De bevindingen voegen zich bij die gerapporteerd in een onlangs gepubliceerde systematische review en meta-analyse door Renna en haar collega’s. De onderzoekers onderzochten de rol van chronische ontsteking in 41 studies van personen met een angststoornis, posttraumatische stressstoornis, of obsessieve-compulsieve stoornis (OCD) in vergelijking met gezonde controlepersonen.
De resultaten toonden significante verschillen tussen degenen met angststoornissen en de controlegroep (P = .01).

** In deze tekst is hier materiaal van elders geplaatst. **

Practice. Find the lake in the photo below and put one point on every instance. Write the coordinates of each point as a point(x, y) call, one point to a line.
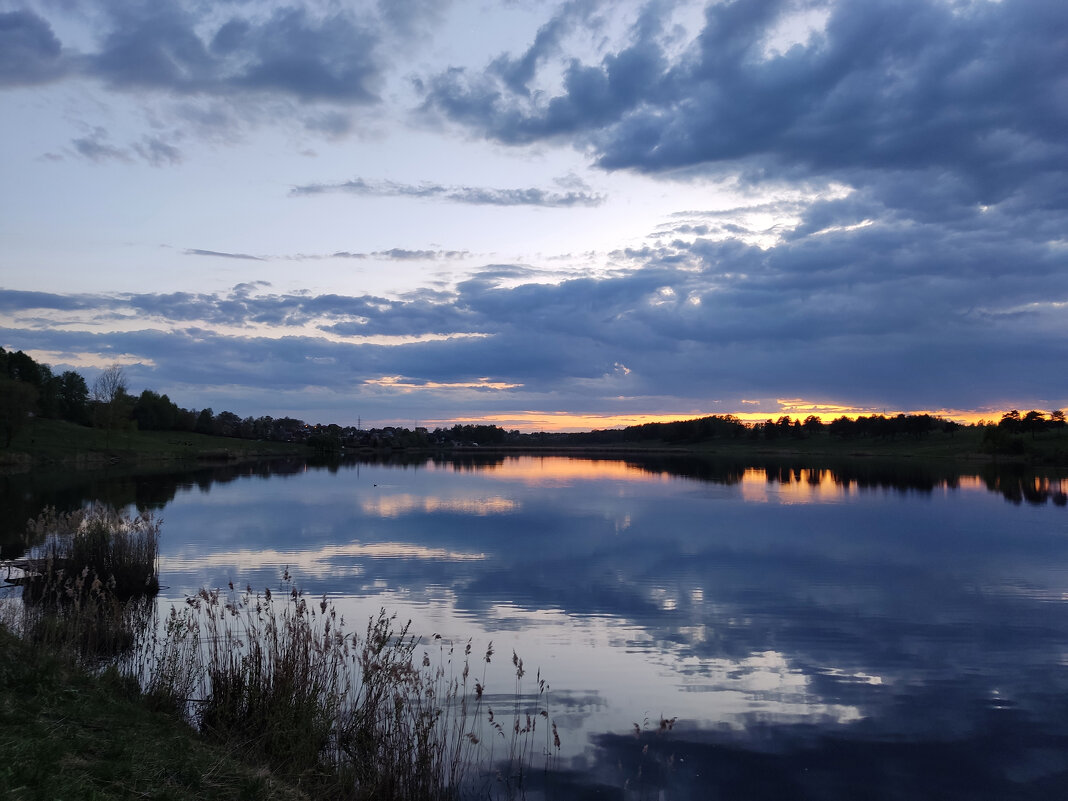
point(854, 631)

De verschillen bleken grotendeels gemedieerd te worden door veranderingen in niveaus van IL-1β (P = .009), IL-6 (P < .001), en TNF-α (P =.03).

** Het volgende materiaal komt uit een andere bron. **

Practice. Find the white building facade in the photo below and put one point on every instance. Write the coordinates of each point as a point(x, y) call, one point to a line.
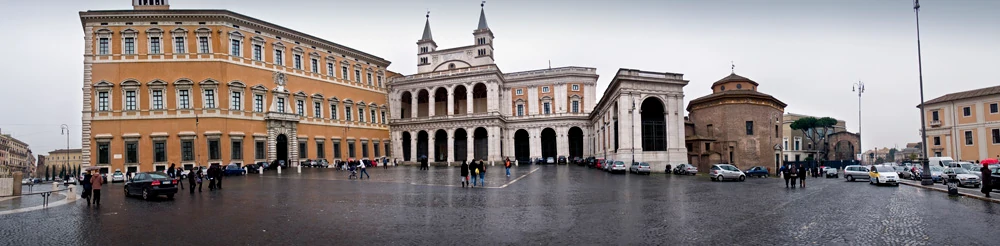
point(460, 106)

“Deze bevindingen kunnen een eerste stap zijn in het ontwarren van de relatie tussen angst en basale gezondheidsprocessen,” merken de onderzoekers op.
Angst in het tijdperk van COVID-19
In een commentaar op de studie voor Medscape Medical News, zei Jeanette Bennett, PhD, Department of Psychological Science, de Universiteit van North Carolina Charlotte, dat de bevindingen onderstrepen dat “de relatie tussen stress en ontsteking cyclisch is.”
Een deel van de reden voor deze cyclische relatie heeft te maken met het behoud van homeostase, zei Bennett, die niet betrokken was bij het huidige onderzoek.
“De associatie tussen angst/stress en ontsteking is sterk, en het verminderen van de een leidt vaak tot verbetering van de ander,” voegde ze eraan toe.
Bennett merkte op dat de ongekende sociale afstand en stress-veroorzakende veranderingen in levensstijl die in reactie op de COVID-19-epidemie zijn teweeggebracht, de vatbaarheid voor ziekte kunnen vergroten.
“Hoe men reageert op de sociale afstand, thuiswerken, inkomen dat verloren gaat omdat ze niet thuis kunnen werken, het beheren van de scholing van de kinderen, en potentiële sociale isolatie als ze alleen wonen, kan de werking van hun immuunsysteem verminderen, waardoor ze vatbaarder worden voor COVID-19 en andere virussen en bacteriën,” zei ze.
“Bovendien kunnen eens psychologisch gezonde mensen meer negatieve gedachten hebben en mogelijk hun eerste depressieve of angstige episode ontwikkelen,” zei ze.
In een onderzoek dat vorige maand online werd gepubliceerd in het Journal of Evaluation in Clinical Practice, roepen Bennett en collega’s clinici en psychiaters op om patiënten te benaderen met een “psychoneuro-immunologische lens” die immunologische disfunctie verbindt met zowel geestelijke als lichamelijke ziekten.
In hun artikel merken de onderzoekers op dat subklinische immunologische afwijkingen worden waargenomen bij een verscheidenheid aan psychiatrische aandoeningen, en hoewel de waarnemingen het historische onderscheid tussen psychische en lichamelijke ziekten doen vervagen, “blijft de klinische praktijk gefragmenteerd en voornamelijk gericht op het gedifferentieerd behandelen van individuele symptomen.
“Gebruikmakend van een psychoneuro-immunologische lens, kunnen gezondheidspsychologen en clinici de gezondheidszorg opnieuw conceptualiseren door middel van integratieve behandelingsbenaderingen en pleitbezorging voor veelomvattende beleidshervormingen op zowel het individuele niveau van zorg als preventiebenaderingen voor de hele gemeenschap,” schrijven ze.
Een deel van Renna’s studie werd gefinancierd door de Dean’s Grant for Student Research aan het Teachers College, Columbia University, New York City. Bennett heeft geen relevante financiële relaties gemeld.
Anxiety and Depression Association of America (ADAA) 2020.